Materials and methods

Cell culture

UMR106.01 cells were kindly provided by Dr. Alexander Robling (Indiana University School of Medicine). Cells were cultured in MEM with Earle’s Salts (Invitrogen), which was supplemented with 10% fetal bovine serum (FBS; Invitrogen) and 1% penicillin-streptomycin (Invitrogen). Cells were maintained in a standard humidified incubator at 37°C/95% air / 5% CO₂, and were routinely sub-cultured with 0.05% trypsin when 75–90% confluent. Unless otherwise indicated, cells were seeded for experiments at 5k/cm², and growth factor supplements were added two days later.

Reagents

TGF-β₁, TGF-β₂, TGF- β₃, and Activin A (R&D Systems) and human parathyroid hormone(1–34) (hPTH(1–34); Bachem) were dissolved in 0.1% BSA in PBS and stored at −20°C. Cycloheximide was purchased from Sigma; SIS3 and SB431542 were from Calbiochem. Purified RNA from adult murine calvariae or femora (Zyagen), used to examine Alk4/5/7 expression were purchased from Zyagen.

Quantitative PCR (qPCR)

At indicated time points, cell culture samples were washed with PBS, collected in RLT buffer with 2-mercaptoethanol (Qiagen), from which RNA was purified using RNeasy Kit (Qiagen). RNA purity was tested by measuring the absorbance at 260 and 280nm. One microgram of RNA was reverse-transcribed with QuantiTect Reverse Transcription kit (Qiagen), which includes genomic DNA elimination. qPCR was performed using primers listed in Table 1 and either QuantiFast Probe PCR Kit (Qiagen) or QuantiFast SYBR Green PCR Kit (Qiagen). Cycling conditions were 95°C for 3 minutes (5 minutes for SYBR), followed by 40 cycles of 95°C for 3 seconds (10 seconds for SYBR) and 30 seconds at 60°C. qPCR results were calculated relative to internal control (Rpl32 or Tbp; 2^−ΔCt) with the exception of Figure 3A and 3B, results were further normalized to control, time-matched conditions (2^−ΔΔCt) [31].

TABLE 1.

qPCR primers

Target	Source	Assay no.	Species	Chemistry
Sost	Applied Biosystems	Rn0057791_m1	Rat	TaqMan
Rpl32	Applied Biosystems	Rn00820748_g1	Rat	TaqMan
Alk4 (Acvr1b)	Qiagen	Mm_Acvr1b_1_SG	Mouse	SYBR Green
Alk5 (Tgfbr1)	Qiagen	Mm_Tgfbr1_1_SG	Mouse	SYBR Green
Alk7 (Acvr1c)	Qiagen	Mm_Acvr1c_2_SG	Mouse	SYBR Green
Tbp	Qiagen	Mm_Tbp_1_SG	Mouse	SYBR Green

Figure 3. Alk4 and Alk5 regulate Sost expression.
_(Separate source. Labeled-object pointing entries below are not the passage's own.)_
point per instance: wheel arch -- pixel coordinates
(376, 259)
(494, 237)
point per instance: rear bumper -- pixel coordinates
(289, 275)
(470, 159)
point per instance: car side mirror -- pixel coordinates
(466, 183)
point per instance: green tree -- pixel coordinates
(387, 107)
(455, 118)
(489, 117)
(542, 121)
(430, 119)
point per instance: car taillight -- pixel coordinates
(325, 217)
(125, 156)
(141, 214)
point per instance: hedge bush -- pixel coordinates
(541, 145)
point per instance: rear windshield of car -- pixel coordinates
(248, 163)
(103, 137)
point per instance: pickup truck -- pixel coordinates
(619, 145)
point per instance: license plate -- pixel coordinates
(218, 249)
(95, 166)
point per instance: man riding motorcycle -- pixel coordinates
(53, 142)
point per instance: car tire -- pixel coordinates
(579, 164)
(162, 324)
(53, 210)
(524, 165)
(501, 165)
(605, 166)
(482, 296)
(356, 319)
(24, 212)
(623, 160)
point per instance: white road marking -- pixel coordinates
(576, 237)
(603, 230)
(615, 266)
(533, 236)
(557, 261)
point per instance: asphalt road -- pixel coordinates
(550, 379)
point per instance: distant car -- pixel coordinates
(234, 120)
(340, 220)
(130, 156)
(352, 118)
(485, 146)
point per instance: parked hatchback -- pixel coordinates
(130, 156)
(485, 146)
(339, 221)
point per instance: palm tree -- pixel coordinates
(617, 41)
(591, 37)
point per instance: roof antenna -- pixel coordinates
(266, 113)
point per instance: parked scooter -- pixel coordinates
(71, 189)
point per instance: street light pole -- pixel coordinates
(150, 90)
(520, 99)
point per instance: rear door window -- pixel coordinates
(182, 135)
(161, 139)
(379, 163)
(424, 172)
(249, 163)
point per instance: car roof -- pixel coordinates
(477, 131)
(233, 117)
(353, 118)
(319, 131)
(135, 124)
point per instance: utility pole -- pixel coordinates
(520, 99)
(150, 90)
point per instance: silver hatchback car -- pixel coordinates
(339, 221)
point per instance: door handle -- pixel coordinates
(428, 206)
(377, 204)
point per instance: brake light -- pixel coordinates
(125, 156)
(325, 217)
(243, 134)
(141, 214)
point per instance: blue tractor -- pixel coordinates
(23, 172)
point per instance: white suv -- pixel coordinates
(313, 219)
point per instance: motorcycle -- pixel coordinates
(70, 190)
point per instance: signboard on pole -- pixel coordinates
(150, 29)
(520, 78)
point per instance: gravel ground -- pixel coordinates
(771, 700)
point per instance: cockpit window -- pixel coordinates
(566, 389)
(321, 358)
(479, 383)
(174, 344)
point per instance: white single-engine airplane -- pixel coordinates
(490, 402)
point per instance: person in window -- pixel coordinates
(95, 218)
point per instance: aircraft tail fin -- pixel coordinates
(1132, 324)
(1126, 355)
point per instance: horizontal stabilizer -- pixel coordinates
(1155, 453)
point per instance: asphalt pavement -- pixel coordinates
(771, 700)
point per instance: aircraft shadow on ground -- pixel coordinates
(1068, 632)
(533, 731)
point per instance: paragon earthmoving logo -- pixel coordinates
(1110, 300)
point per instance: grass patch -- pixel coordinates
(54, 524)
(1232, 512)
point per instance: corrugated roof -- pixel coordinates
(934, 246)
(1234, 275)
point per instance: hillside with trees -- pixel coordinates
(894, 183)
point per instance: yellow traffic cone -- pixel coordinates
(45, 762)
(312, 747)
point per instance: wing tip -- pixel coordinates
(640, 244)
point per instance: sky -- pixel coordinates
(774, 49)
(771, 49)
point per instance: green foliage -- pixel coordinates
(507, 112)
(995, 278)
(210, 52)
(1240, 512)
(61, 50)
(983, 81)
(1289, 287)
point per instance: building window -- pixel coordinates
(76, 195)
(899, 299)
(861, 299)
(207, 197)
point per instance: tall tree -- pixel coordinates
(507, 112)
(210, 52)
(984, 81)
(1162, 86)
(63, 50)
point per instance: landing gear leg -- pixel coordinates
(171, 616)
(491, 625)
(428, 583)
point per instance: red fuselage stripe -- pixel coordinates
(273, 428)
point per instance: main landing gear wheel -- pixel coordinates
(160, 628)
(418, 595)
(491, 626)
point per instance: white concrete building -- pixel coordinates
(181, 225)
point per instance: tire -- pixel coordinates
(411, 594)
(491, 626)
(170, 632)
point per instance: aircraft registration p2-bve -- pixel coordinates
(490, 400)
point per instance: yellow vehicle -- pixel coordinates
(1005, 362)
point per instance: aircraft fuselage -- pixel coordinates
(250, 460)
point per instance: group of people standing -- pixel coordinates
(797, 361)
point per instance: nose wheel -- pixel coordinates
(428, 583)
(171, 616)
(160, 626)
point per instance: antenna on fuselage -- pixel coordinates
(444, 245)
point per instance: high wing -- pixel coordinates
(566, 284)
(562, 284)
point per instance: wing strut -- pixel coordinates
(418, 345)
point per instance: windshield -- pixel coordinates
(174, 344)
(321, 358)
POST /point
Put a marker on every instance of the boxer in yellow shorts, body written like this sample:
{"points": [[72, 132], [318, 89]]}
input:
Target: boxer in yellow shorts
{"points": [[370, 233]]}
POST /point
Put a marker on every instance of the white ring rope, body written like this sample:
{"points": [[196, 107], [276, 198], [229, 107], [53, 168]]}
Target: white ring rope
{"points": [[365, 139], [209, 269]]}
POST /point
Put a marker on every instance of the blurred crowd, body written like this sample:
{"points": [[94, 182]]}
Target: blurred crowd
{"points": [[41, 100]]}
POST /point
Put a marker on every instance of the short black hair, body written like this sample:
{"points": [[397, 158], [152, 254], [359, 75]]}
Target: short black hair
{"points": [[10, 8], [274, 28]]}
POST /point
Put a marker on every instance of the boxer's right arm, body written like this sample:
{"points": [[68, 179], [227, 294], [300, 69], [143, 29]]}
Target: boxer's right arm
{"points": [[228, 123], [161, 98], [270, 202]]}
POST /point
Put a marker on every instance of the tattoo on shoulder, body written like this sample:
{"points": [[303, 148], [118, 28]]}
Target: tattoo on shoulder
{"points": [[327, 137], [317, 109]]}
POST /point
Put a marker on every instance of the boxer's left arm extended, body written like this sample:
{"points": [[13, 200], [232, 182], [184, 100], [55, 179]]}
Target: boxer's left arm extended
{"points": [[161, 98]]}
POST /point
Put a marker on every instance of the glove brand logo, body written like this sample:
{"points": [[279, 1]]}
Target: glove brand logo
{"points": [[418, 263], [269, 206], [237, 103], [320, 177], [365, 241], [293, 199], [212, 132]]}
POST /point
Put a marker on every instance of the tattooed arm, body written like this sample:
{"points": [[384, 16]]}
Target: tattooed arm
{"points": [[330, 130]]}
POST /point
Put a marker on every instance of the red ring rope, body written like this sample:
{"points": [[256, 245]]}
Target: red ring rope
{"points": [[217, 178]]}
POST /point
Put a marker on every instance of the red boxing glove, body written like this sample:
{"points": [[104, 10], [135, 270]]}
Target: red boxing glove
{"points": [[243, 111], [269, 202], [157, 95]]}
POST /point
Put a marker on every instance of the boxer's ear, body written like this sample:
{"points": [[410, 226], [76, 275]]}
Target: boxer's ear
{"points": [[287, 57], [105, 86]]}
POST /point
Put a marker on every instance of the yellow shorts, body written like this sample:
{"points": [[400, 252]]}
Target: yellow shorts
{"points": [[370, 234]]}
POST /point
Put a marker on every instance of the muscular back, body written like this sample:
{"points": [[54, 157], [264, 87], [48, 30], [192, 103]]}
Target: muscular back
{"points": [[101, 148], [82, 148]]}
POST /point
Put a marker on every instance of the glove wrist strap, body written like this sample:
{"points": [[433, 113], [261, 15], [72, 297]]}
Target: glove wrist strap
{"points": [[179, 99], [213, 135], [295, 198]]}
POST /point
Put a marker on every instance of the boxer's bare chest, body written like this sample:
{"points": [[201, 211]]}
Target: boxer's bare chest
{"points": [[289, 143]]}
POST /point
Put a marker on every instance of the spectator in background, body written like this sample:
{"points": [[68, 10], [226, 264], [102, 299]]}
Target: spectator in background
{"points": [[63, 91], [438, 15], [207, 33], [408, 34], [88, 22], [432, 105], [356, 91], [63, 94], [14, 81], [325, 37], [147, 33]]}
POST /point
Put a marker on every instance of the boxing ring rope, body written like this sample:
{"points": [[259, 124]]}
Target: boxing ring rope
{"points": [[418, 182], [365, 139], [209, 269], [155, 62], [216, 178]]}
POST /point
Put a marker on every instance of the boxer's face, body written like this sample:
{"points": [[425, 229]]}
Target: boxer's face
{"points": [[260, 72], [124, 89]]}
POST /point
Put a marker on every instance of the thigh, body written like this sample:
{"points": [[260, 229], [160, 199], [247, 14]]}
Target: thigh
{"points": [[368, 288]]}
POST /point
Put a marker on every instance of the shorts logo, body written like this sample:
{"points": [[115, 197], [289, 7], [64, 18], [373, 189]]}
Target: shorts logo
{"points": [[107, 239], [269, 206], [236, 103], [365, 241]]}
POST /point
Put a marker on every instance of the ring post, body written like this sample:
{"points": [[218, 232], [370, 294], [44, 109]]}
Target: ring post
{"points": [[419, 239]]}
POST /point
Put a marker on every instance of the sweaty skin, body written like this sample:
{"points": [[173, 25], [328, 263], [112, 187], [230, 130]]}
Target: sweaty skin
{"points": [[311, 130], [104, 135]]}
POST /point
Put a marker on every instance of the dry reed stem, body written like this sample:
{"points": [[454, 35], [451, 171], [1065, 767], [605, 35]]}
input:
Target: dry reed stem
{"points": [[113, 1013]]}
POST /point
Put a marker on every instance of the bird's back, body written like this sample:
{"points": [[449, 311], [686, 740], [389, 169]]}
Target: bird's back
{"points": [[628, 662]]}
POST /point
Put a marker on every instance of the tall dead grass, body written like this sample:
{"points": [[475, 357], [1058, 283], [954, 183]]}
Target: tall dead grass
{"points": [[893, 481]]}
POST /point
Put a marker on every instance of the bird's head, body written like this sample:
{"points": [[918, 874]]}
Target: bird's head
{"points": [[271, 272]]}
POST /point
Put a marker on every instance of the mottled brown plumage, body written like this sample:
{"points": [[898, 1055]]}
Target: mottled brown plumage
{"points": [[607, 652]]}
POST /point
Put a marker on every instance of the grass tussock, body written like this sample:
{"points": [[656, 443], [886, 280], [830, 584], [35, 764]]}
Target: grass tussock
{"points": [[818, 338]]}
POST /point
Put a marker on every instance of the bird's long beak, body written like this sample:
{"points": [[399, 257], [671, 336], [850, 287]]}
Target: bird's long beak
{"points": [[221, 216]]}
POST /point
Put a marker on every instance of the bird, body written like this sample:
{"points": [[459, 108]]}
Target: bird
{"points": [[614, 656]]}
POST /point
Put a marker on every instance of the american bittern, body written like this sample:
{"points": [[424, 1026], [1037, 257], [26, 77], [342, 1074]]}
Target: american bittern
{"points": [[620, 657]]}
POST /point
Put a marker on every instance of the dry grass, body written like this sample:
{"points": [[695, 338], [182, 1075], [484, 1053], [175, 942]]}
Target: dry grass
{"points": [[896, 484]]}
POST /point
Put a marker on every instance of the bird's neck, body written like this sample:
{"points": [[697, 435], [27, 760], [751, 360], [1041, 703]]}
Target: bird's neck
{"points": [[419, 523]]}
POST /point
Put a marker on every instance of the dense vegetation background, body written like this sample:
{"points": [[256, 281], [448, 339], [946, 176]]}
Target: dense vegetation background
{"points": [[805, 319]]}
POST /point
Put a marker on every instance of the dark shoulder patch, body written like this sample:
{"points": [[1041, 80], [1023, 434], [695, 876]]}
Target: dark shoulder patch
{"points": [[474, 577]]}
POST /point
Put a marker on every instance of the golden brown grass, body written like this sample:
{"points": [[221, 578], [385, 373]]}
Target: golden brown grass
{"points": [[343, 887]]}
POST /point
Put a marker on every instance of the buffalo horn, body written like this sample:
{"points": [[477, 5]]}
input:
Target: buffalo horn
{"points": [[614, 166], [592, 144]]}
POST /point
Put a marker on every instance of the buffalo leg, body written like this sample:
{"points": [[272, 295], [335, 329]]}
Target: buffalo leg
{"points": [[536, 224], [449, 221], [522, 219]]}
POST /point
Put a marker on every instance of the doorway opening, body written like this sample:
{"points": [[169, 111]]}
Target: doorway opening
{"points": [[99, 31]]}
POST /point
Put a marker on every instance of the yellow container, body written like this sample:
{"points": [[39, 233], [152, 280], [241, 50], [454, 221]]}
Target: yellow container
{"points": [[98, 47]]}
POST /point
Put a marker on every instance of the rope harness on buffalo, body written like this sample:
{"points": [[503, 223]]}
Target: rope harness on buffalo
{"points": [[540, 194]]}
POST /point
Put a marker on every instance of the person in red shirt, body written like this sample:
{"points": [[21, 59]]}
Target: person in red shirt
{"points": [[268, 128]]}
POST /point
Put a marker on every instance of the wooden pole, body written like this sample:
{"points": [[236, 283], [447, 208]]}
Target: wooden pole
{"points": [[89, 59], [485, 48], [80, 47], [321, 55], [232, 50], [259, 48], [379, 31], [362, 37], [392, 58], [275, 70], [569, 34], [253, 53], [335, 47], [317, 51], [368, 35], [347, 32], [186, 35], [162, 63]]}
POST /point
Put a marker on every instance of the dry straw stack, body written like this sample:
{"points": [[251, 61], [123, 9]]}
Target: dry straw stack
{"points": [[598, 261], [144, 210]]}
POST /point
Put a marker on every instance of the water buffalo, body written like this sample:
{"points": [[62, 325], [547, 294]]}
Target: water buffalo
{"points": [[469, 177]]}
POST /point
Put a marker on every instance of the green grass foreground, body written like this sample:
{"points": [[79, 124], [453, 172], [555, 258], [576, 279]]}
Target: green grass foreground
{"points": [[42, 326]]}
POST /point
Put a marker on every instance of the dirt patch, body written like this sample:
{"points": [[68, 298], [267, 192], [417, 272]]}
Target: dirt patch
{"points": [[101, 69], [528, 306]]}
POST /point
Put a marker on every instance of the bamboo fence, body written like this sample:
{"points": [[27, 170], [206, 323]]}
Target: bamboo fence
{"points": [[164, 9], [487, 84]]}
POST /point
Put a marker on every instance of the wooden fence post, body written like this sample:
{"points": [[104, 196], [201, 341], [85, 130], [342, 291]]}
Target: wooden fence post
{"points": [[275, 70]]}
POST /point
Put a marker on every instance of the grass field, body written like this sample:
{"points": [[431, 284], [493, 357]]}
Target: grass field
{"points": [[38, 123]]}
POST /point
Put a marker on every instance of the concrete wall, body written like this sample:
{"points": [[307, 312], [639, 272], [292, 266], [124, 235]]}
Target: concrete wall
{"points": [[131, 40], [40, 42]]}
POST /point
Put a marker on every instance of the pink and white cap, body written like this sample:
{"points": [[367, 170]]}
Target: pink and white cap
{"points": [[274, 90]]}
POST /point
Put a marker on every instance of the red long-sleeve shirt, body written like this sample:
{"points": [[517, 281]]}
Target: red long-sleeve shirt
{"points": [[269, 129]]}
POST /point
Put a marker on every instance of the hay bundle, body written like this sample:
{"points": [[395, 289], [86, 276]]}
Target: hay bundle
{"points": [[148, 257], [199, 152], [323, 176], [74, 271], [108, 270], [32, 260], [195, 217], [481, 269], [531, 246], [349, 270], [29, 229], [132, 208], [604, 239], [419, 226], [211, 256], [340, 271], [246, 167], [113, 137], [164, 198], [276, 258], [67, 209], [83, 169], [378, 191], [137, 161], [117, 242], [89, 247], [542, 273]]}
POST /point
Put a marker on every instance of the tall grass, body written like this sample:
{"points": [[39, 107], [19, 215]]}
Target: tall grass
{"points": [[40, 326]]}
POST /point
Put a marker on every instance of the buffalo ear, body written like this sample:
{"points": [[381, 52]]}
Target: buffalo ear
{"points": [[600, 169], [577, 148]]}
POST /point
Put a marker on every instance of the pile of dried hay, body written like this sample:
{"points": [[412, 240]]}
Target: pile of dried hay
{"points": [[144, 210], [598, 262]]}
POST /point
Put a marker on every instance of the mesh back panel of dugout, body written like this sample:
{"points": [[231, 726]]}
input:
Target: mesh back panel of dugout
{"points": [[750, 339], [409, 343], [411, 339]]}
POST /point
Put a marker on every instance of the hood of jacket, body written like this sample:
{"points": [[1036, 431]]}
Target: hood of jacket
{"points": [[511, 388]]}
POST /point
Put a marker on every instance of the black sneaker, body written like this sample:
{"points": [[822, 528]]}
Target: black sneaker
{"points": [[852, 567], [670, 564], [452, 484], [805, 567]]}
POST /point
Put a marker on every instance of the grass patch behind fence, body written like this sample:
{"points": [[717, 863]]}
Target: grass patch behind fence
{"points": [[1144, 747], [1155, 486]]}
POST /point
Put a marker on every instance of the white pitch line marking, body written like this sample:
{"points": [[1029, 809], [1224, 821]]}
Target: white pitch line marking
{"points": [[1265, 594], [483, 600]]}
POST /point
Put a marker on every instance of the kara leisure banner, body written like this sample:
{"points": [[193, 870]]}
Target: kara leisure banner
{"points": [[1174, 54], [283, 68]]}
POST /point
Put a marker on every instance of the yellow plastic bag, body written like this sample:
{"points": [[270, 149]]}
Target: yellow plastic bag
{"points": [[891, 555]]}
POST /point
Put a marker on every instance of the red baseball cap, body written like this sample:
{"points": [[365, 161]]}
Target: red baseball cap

RNA from UMR106.01 cells (A) and (B) murine calvaria and long bone was analyzed by qPCR for expression of TGF-β receptors Alk4, Alk5, and Alk7 relative to Tbp. (C) UMR106.01 cells were transfected with custom siRNA against Alk4, Alk5, or Alk7, or scrambled control. 24 hours later, RNA was isolated for qPCR analysis of Alk4, Alk5, or Alk7 relative to Gapdh. (D) RNA from (C) was analyzed for Sost transcript by qPCR relative to Gapdh. * indicates p < 0.05 compared to Vehicle, ** indicates p < 0.01 compared to Vehicle, *** indicates p < 0.001 compared to Vehicle.

siRNA transfection

siRNA (Qiagen) were designed against murine Sost, Gapdh, Alk4, Alk5, and Alk7; specificity was confirmed with BLAST. Cells were seeded at a density of 6,000 cells per well in 48-well plates. One hour later, 10nM siRNA and Fugene 6 (Roche) were diluted into Opti-MEM (Invitrogen) and were gently added to the culture plate. Samples were collected 48 hours later and were processed for qPCR analysis of target knock-down.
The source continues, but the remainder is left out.